Easyjet blames earnings hit on an increase in fuel prices

EASYJET yesterday said it had seen its first-half losses almost double as it struggled to put a lid on the impact of higher fuel prices.

Europe’s second largest low-cost airline by passenger numbers said pre-tax losses rose 94 per cent to £153m in the six months to the end of March, compared with £79m in the same period a year earlier.

But revenues rose eight per cent to £1.27bn as the UK-based airline carried 23.9m passengers, an increase of 12 per cent.

Earnings were hit by the jump in the price of fuel, which rose by 40 per cent in the first-half of the year, and a rise in departure taxes.

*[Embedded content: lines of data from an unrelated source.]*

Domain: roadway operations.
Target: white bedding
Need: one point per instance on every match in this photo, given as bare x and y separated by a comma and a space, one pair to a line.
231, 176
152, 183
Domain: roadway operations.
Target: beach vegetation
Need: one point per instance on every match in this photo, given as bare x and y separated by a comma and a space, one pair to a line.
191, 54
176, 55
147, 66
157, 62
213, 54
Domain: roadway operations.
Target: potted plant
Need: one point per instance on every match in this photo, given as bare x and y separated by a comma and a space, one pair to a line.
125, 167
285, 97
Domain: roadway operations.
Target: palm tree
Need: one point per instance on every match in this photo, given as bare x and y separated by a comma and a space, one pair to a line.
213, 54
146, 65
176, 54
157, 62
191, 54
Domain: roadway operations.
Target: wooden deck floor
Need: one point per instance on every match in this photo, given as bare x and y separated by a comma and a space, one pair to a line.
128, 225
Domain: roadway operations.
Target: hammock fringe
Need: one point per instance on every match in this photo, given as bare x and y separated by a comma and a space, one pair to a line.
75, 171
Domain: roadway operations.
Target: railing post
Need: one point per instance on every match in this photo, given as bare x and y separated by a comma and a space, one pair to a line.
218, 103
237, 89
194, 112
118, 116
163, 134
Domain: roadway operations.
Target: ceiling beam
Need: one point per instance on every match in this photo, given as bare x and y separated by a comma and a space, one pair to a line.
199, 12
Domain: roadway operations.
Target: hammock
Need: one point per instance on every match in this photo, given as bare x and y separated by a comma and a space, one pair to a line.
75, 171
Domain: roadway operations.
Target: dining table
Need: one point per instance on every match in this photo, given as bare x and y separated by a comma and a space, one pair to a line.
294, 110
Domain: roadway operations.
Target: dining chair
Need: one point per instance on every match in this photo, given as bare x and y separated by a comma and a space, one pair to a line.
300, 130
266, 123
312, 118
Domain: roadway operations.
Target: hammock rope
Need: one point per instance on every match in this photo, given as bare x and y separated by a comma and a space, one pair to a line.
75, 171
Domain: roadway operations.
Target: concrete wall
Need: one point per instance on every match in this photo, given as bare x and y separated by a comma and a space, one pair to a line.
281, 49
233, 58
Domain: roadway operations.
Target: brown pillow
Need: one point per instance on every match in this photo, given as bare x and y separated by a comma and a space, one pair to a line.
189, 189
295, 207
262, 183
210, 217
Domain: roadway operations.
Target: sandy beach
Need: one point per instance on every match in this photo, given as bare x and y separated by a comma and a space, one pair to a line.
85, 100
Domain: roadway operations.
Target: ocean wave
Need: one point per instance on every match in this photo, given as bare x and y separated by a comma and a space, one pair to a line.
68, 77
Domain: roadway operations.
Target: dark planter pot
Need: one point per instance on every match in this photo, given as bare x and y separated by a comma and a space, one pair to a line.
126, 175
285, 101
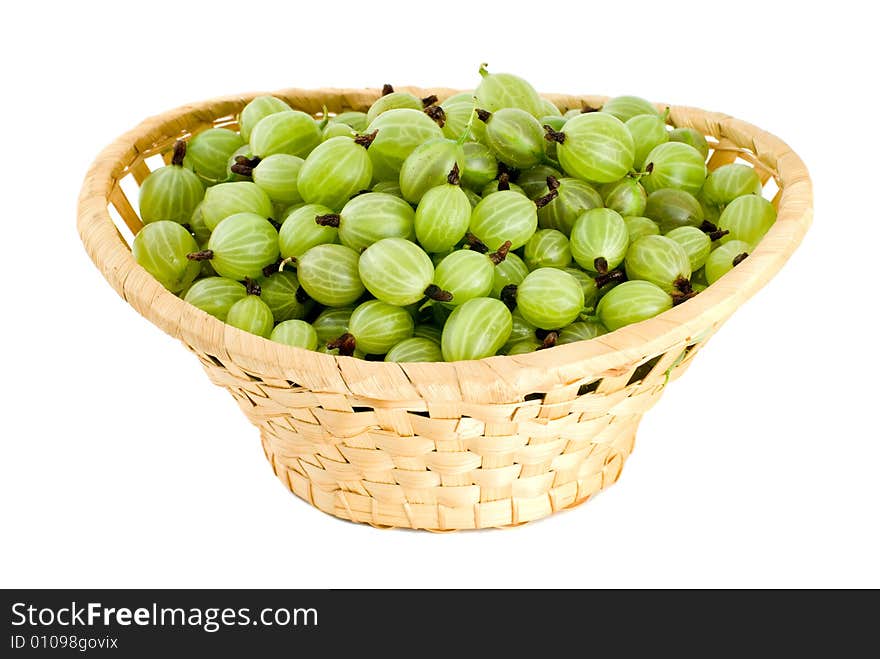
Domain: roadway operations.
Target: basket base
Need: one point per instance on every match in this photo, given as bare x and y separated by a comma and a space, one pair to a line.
389, 505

A sharp increase in capacity, up 11 per cent in the period, was reflected by the airline having to cut fares to fill the seats, leading to a 2.1 per cent drop in revenue per seat. The losses were in line with expectations following a profit warning by the company in late January as fuel costs surged. The big freeze also took its toll.

EasyJet’s chief executive Carolyn McCall (pictured) said: “The past six months has been tough with sharply rising fuel costs combined with cautious behaviour by consumers and an adverse impact from taxes on passengers.”

The company tried to shrug off the widening losses. EasyJet said the airline was “highly cash generative” and plans to restart dividend payments, with the first next year.